Ce second tour a réservé une belle claque au clan Le Pen. Tante Marine caracolait en tête avec quinze points d’avance sur Xavier Bertrand (LR) au premier tour. Une semaine après, c’est elle qui est devancée par le même candidat de la droite républicaine de… quinze points, Bertrand ayant bénéficié d’un report de voix massif de toute la gauche, des communistes aux socialistes en passant par les Verts. Même scénario en Provence-Alpes-Côte d’Azur où la nièce Marion Maréchal-Le Pen a été largement battue par le LR Christian Estrosi qui a, lui aussi, bénéficié de l’appui décisif de la gauche. Or, la candidate frontiste était largement sortie en tête au premier tour.

Plus de six millons et demi de voix pour le FN

Toutefois, le Front national a également de quoi sourire. Dimanche, il a battu de 200 000 voix supplémentaires (6.600.253 suffrages sur l’ensemble du territoire) son record historique obtenu par Marine Le Pen à l’issue du premier tour de l’élection présidentielle. Il a surtout démontré qu’il était partout implanté et que sa dynamique n’était pas seulement mue par la famille Le Pen.

Enfin, le Front national a changé le paysage politique de la France, désormais divisée en trois forces plus ou moins égales.

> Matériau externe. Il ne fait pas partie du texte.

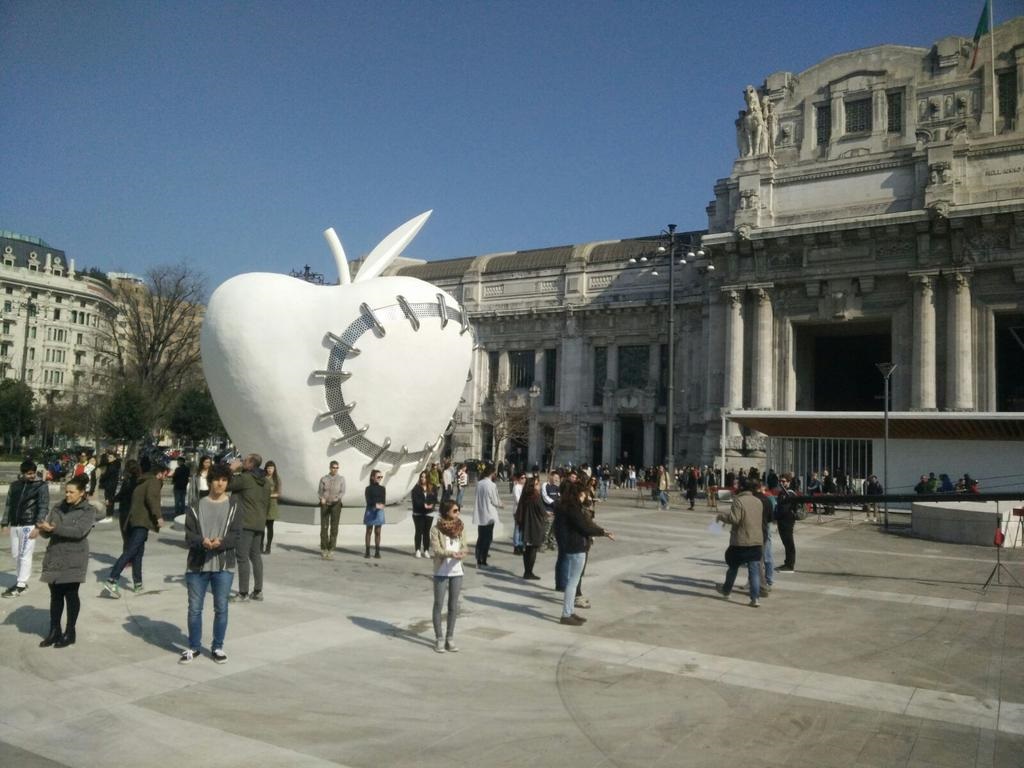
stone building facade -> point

Pour le parti LR les raisons de maugréer ne manquent pas. Après son succès aux élections départementales et l’impopularité spectaculaire du gouvernement socialiste, il était parti pour rafler la quasi-totalité des douze régions de l’Hexagone (sans la Corse, ni l’Outre-mer). Or, il en a finalement décroché sept et a dû en céder cinq au Parti socialiste, laissé pour moribond dans les ornières médiatiques. Maigre butin, d’autant plus que trois régions – Nord-Picardie, Alsace-Champagne-Ardennes, Provence-Alpes-Côte d’Azur – n’ont été obtenues par les candidats LR que grâce à l’apport des électeurs de gauche. Nicolas Sarkozy qui s’était battu contre le « Front républicain » avec les socialistes et la gauche a donc été sauvé de la déroute par ce même « Front républicain ».

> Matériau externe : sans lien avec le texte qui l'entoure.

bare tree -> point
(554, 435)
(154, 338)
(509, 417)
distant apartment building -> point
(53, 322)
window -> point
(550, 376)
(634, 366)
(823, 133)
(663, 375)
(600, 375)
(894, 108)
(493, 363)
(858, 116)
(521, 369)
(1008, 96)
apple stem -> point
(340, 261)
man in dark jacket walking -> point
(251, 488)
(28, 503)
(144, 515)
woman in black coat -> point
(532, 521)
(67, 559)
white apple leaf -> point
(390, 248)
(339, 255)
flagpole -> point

Sarkozy doit rendre des comptes

Nul doute que ses nombreux rivaux vont lui réclamer des comptes et l’attaquer sur ses dérives extrème-droitières. Alain Juppé, François Fillon, Bruno Le Maire se montreront intraitables à son égard, dans l’optique de la primaire qui désignera l’an prochain le candidat de la droite à la présidentielle de 2017. Un autre rival interne de Sarkozy a pris du galon, Xavier Bertrand qui a terrassé la présidente du FN Marine Le Pen grâce aux voix de gauche. Or, le patron du parti LR ne lui a pas facilité la tâche, c’est le moins que l’on puisse dire, en vilipendant la gauche durant l’entre-deux-tours. Les deux hommes, on le sait, se détestent, Sarkozy ayant traité Bertrand, devant des journalistes, de « petit assureur médiocre et bon à rien ». Après avoir réussi à faire bloc autour de lui, à droite et à gauche, en région Nord-Picardie, le « petit assureur » a pris de l’assurance. Un souci de plus pour l’ex-président de la République qui voit ses rêves de reconquête de l’Elysée bien compromis.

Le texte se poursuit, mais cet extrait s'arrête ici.